Decision will be entered v/nder Rule 50.
Art. 153. Uncollectible deficiency upon sale of mortgaged or pledged property. — Where mortgaged or pledged property is lawfully sold (whether to the creditor or another purchaser) for less than the amount of the debt, and the mortgagee or pledgee ascertains that the portion of the indebtedness remaining unsatisfied after such sale is wholly or partially uncollectible, and charges it off, he may deduct such amount (to the extent that it constitutes capital or represents an item the income from which has been returned by him) as a bad debt for the taxable year in which it is ascertained to be wholly or partially worthless and charged off. In addition, where the creditor buys in the mortgaged or pledged property, loss or gain is realized measured by the difference between the amount of the face value of those obligations of the debtor, which are applied to the purchase or bid price of the property (to the extent that such obligations constitute capital or represent an item the income from which has been returned by him) and the fair market value of the property.
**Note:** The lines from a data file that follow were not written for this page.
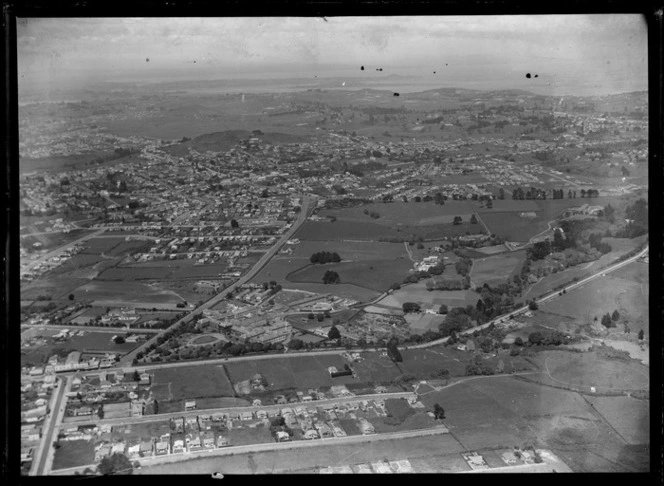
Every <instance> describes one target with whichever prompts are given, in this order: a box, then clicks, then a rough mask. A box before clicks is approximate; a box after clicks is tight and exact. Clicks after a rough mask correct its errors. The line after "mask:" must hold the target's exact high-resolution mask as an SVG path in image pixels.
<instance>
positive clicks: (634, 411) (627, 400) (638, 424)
mask: <svg viewBox="0 0 664 486" xmlns="http://www.w3.org/2000/svg"><path fill="white" fill-rule="evenodd" d="M588 401H589V402H590V403H591V404H592V405H593V406H594V407H595V410H597V412H598V413H600V414H602V416H603V417H604V418H605V419H606V420H607V421H608V422H609V423H610V424H611V426H612V427H613V428H614V429H615V430H616V431H617V432H618V433H619V434H620V435H621V436H622V437H623V438H624V439H625V440H626V441H627V442H628V443H630V444H650V401H648V400H639V399H636V398H632V397H625V396H621V397H589V398H588Z"/></svg>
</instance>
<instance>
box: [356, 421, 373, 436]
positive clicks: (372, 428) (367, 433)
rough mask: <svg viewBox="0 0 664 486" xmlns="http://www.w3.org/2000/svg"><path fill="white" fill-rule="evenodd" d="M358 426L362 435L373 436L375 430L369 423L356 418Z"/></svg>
mask: <svg viewBox="0 0 664 486" xmlns="http://www.w3.org/2000/svg"><path fill="white" fill-rule="evenodd" d="M357 422H358V425H359V426H360V430H361V431H362V434H363V435H368V434H375V433H376V430H375V429H374V426H373V425H371V422H369V421H368V420H367V419H365V418H362V417H360V418H358V419H357Z"/></svg>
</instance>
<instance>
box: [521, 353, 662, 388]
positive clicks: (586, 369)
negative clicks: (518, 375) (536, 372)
mask: <svg viewBox="0 0 664 486" xmlns="http://www.w3.org/2000/svg"><path fill="white" fill-rule="evenodd" d="M533 359H534V360H535V361H536V362H537V363H538V364H539V365H540V367H541V368H542V370H543V371H544V373H541V374H539V375H529V376H528V379H529V380H532V381H536V382H538V383H543V384H547V385H552V386H562V387H570V388H574V389H580V390H583V391H586V392H589V391H590V388H591V387H595V389H596V390H597V392H598V393H602V392H605V393H606V392H616V391H621V390H644V389H649V387H650V373H649V370H648V368H647V367H646V366H644V365H643V364H641V363H640V362H638V361H636V360H631V359H629V358H613V359H611V358H607V357H606V356H604V355H603V353H601V352H600V351H590V352H585V353H580V352H572V351H563V350H560V351H558V350H556V351H543V352H541V353H538V355H537V356H536V358H533Z"/></svg>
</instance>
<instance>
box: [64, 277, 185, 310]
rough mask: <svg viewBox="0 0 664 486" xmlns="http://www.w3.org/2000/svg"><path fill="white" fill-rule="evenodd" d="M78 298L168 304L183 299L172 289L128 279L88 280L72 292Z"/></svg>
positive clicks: (147, 303)
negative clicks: (148, 284) (113, 279)
mask: <svg viewBox="0 0 664 486" xmlns="http://www.w3.org/2000/svg"><path fill="white" fill-rule="evenodd" d="M72 293H73V294H74V297H75V299H77V300H83V299H85V300H96V301H100V302H107V301H127V302H128V303H146V305H148V306H149V304H150V303H155V304H167V303H178V302H181V301H182V299H181V298H180V297H179V296H178V295H177V294H175V293H174V292H172V291H165V290H157V289H155V288H153V287H151V286H150V285H148V284H143V283H138V282H127V281H101V280H94V281H92V282H90V281H87V283H85V284H84V285H81V286H80V287H78V288H77V289H76V290H74V291H73V292H72Z"/></svg>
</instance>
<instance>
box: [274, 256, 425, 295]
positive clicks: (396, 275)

The fair market value of the property shall be presumed to be the amount for which it is bid in by the taxpayer in the absence of clear and convincing proof to the contrary. If the creditor subsequently sells the property so acquired, the basis for determining gain or loss is the fair market value of the property at the date of acquisition.
Accrued interest may be included as part of the deduction only when it has previously been returned as income.